The answer is “No, not taxable income” if the items purchased that gave the rewards were personal items like groceries. IRS views those rewards as more of a discount than additional income.

IRS has decided airline miles and other travel-related rewards are not taxable income, even though those rewards are worth having. However, if the airline miles or other non-cash rewards are given to you without you spending any money, then the value of those rewards is most likely taxable income. You may receive a form 1099-MISC that would show the taxable income amount.

If you get a bonus just for opening a bank account, that bonus is probably taxable income. If the bonus is less than $600, then you may not get a form 1099-MISC but it is still taxable income.

The main thought is to avoid taxable income for credit card rewards, try to only get credit cards that offer rewards when you spend a specific amount of money within a defined length of time. The rewards from cards that give points or miles based on how much you spend are usually not taxable income (unless business expenses are involved).

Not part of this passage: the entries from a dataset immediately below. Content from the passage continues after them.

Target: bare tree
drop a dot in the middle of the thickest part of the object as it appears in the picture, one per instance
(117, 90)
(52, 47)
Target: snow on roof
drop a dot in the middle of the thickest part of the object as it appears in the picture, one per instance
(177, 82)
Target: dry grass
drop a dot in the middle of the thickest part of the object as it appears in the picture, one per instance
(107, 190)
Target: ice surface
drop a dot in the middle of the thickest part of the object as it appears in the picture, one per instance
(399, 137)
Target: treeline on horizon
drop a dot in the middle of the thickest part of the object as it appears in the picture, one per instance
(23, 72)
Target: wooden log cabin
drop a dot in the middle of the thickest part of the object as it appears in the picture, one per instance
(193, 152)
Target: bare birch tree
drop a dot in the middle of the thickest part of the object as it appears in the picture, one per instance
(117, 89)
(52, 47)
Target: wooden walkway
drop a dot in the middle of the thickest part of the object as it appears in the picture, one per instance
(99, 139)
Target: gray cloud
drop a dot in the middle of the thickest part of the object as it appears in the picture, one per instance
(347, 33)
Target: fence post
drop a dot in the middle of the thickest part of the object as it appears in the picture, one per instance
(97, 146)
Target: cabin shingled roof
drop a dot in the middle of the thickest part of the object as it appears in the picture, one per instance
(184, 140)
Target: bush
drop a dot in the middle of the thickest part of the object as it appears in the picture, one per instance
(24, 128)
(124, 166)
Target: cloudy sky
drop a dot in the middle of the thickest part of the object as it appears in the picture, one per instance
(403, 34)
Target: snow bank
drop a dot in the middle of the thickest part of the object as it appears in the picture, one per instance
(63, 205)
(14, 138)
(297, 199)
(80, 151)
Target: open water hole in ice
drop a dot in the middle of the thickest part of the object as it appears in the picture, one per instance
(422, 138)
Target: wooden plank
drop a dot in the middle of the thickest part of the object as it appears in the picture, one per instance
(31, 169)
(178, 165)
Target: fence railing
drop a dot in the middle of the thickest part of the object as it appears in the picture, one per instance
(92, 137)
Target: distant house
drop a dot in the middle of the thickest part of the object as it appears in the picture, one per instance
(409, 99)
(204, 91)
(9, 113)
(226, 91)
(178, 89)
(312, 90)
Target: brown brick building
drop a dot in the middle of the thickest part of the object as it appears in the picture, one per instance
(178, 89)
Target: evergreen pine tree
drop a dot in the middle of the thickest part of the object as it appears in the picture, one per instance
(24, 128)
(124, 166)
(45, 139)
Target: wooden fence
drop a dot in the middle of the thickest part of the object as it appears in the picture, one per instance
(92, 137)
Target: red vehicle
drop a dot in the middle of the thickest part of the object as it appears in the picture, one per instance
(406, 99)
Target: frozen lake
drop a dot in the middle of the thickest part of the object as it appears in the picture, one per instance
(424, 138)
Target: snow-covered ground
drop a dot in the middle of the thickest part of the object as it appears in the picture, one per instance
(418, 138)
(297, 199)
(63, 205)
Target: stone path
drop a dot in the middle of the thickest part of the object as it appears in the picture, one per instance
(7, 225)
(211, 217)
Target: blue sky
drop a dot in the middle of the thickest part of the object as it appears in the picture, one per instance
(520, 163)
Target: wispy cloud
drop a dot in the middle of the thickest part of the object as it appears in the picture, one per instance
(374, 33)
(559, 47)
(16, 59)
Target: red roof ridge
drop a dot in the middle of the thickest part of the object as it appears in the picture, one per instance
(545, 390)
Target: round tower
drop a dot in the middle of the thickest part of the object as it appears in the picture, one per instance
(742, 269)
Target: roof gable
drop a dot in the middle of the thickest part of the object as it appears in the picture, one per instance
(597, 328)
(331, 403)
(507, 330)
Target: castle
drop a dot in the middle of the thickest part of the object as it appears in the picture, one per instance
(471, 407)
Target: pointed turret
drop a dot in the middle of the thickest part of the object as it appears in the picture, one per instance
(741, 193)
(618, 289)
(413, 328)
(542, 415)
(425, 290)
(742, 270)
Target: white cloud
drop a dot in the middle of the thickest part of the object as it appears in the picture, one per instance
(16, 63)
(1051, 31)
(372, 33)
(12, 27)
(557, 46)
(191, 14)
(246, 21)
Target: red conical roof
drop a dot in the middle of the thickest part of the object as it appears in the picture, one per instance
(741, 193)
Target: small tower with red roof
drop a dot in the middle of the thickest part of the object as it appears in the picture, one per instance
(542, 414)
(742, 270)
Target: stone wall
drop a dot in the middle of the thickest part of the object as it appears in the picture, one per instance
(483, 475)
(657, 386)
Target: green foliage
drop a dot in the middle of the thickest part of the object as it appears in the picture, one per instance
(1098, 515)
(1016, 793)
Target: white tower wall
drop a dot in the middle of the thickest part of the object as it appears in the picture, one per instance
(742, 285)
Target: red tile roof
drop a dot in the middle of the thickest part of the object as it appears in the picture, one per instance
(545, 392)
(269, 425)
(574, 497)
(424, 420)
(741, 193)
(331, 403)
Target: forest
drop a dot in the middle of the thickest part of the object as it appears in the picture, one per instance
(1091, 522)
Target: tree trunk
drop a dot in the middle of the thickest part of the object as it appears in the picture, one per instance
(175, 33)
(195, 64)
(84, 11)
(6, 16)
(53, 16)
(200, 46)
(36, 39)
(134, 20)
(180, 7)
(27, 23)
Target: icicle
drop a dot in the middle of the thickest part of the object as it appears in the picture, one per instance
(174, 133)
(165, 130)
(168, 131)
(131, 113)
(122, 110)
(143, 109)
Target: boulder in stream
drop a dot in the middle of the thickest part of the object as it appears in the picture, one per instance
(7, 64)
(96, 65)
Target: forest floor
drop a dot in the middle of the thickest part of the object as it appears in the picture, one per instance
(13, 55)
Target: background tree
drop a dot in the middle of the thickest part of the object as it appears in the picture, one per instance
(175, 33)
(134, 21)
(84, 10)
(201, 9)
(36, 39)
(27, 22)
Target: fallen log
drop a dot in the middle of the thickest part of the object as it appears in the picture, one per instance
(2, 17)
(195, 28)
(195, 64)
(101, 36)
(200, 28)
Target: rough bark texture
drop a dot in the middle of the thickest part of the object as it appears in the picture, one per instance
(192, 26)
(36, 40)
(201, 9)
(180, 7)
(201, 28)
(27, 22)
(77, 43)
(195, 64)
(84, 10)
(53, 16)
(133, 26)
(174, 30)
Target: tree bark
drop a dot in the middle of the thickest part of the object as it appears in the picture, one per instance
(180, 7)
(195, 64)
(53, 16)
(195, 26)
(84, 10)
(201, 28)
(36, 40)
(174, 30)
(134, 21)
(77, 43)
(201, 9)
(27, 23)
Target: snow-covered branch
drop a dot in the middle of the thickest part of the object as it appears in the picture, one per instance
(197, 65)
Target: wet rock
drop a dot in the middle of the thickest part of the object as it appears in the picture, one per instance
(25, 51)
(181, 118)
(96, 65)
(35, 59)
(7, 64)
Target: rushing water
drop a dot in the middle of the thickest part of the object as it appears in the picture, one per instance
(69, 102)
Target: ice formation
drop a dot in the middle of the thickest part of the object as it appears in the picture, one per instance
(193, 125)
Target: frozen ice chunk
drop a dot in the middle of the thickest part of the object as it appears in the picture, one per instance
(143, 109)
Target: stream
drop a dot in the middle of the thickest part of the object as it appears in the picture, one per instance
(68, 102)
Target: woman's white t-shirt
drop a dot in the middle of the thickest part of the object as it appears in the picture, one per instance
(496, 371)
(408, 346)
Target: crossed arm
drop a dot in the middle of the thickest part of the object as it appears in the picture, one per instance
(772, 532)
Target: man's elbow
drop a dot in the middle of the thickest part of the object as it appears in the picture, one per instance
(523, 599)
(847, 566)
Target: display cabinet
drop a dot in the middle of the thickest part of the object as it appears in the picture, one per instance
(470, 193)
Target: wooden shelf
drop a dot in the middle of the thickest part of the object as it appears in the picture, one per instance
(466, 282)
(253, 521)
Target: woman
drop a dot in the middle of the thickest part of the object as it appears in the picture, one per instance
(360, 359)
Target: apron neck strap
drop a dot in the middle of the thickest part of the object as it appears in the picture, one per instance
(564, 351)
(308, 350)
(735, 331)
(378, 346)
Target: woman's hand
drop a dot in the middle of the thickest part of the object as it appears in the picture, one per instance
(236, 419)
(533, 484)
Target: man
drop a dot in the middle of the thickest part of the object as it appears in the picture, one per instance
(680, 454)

At this time, IRS considers rewards earned with a credit card as a rebate, instead of taxable income. However, the Tax Court Case of Parimal Shankar in 2014 regarding the 2009 return decided the $688 value of airline miles from Citibank was taxable income.

Mr. Shankar and his wife represented themselves at the Tax Court (not usually a good idea). The court said Mr. Shankar “…provided us with no information” concerning why Citibank awarded the thank you points. The court said “….we are not here dealing with the taxability of frequent flyer miles attributable to business or official travel. IRS Announcement 2002-18 said IRS would not assert taxable income for miles received for business travel.”

Mr. Shankar did not provide the court with information as to how the miles were used. It seems if he used the miles (reward) he received for business travel it would not be taxable income. However, since the court was not given information that business travel was involved, it was taxable income.

Did you hear “Keep smiling. It makes everybody wonder what you’ve been up to.”